## Homework 10
### Question Answering with Information Retrieval

Welcome to Homework 10! 

The homework contains several tasks. You can find the amount of points that you get for the correct solution in the task header. Maximum amount of points for each homework is _four_.

The **grading** for each task is the following:
- correct answer - **full points**
- insufficient solution or solution resulting in the incorrect output - **half points**
- no answer or completely wrong solution - **no points**

Even if you don't know how to solve the task, we encourage you to write down your thoughts and progress and try to address the issues that stop you from completing the task.

When working on the written tasks, try to make your answers short and accurate. Most of the times, it is possible to answer the question in 1-3 sentences.

When writing code, make it readable. Choose appropriate names for your variables (`a = 'cat'` - not good, `word = 'cat'` - good). Avoid constructing lines of code longer than 100 characters (79 characters is ideal). If needed, provide the commentaries for your code, however, a good code should be easily readable without them :)

Finally, all your answers should be written only by yourself. If you copy them from other sources it will be considered as an academic fraud. You can discuss the tasks with your classmates but each solution must be individual.

<font color='red'>**Important!:**</font> **before sending your solution, do the `Kernel -> Restart & Run All` to ensure that all your code works.**

In [None]:
!pip install -U sentence-transformers rank_bm25 transformers

Download the Simple English Wikipedia. It has about 170,000 articles, each split into paragraphs.

In [1]:
import json
from sentence_transformers import SentenceTransformer, CrossEncoder, util
import gzip
import os
import torch

wikipedia_filepath = 'simplewiki-2020-11-01.jsonl.gz'

if not os.path.exists(wikipedia_filepath):
    util.http_get('http://sbert.net/datasets/simplewiki-2020-11-01.jsonl.gz', wikipedia_filepath)

Unpack the data and read all the paragraphs.

In [2]:
passages = []
with gzip.open(wikipedia_filepath, 'rt', encoding='utf8') as fIn:
    for line in fIn:
        data = json.loads(line.strip())

        passages.extend(data['paragraphs'])

print("Passages:", len(passages))

Passages: 509663


passages## Task 1. Information Retrieval with BM25 (1 point)

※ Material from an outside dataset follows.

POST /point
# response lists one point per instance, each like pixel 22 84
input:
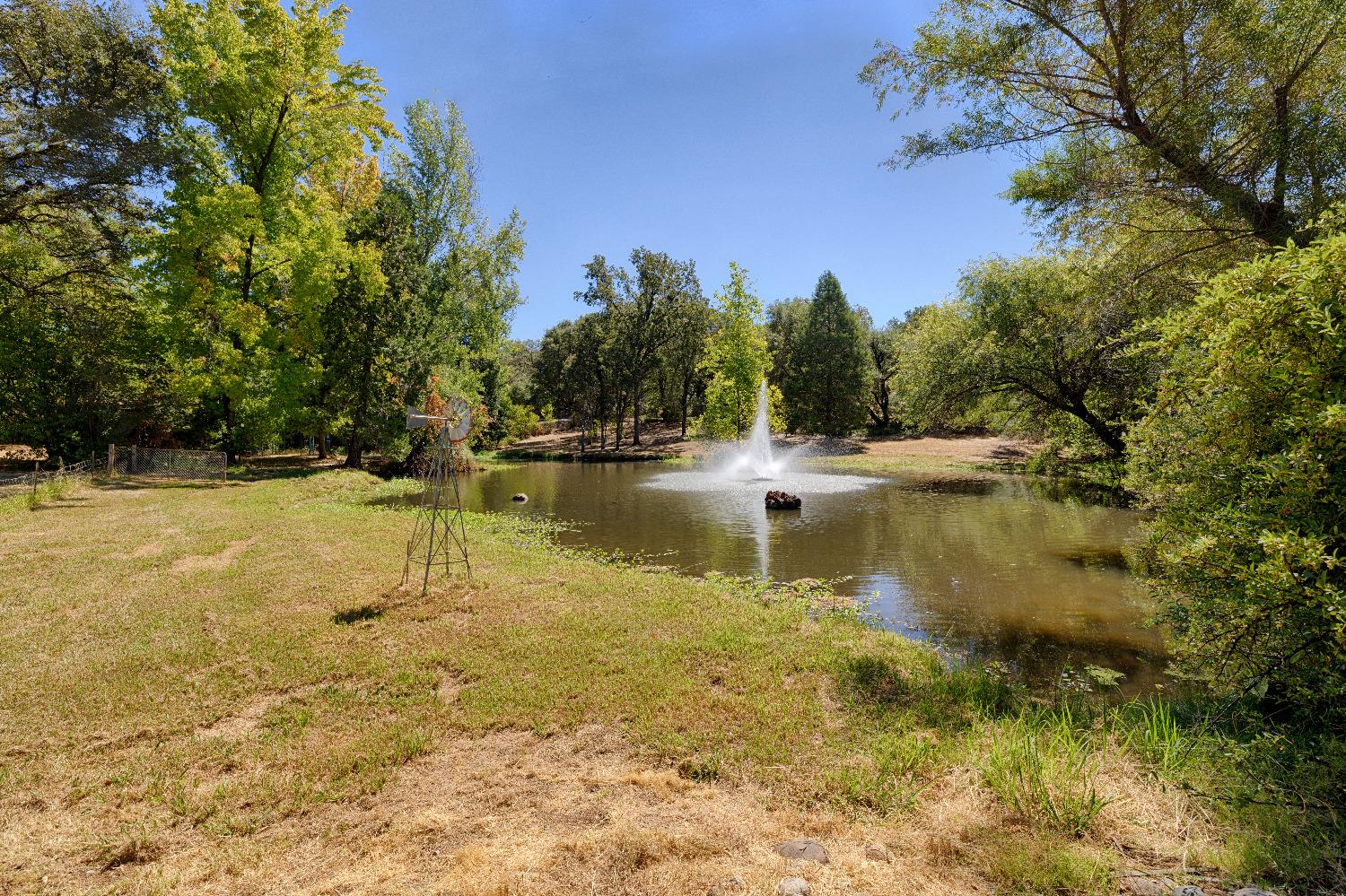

To build an open-domain QA system, we usually require two components: retriever and reader. Retriever, finds the passages that correspond best to the question, and reader extracts the question from them. 

In this task, you are going to build a retriever based on [BM25 algorithm](https://en.wikipedia.org/wiki/Okapi_BM25). It is a bag-of-words algorithm that is similar to TfIdf but usually more robust and accurate.

Use [`rank_bm25`](https://github.com/dorianbrown/rank_bm25) package to build a BM25 index on the extracted packages.

First, you will need to build a tokenizer that will lowercase the text, split into tokens and remove stopwords. Then, you tokenized the passages and build a BM25 index (for example `BM25Okapi`).

In [3]:
from rank_bm25 import BM25Okapi
from sklearn.feature_extraction import _stop_words
import string
from tqdm.autonotebook import tqdm
import numpy as np


# We lower case our text and remove stop-words from indexing
def bm25_tokenizer(text):
    tokenized_doc = []
    ### YOUR CODE HERE
    tokenized_doc=text.split( )
    tokenized_doc=[word.lower() for word in tokenized_doc]
    tokenized_doc=[word for word in tokenized_doc if not word in _stop_words.ENGLISH_STOP_WORDS]
    ### YOUR CODE HERE
    return tokenized_doc


tokenized_corpus = []
for passage in tqdm(passages):
    tokenized_corpus.append(bm25_tokenizer(passage))

bm25 = BM25Okapi(tokenized_corpus)

  0%|          | 0/509663 [00:00<?, ?it/s]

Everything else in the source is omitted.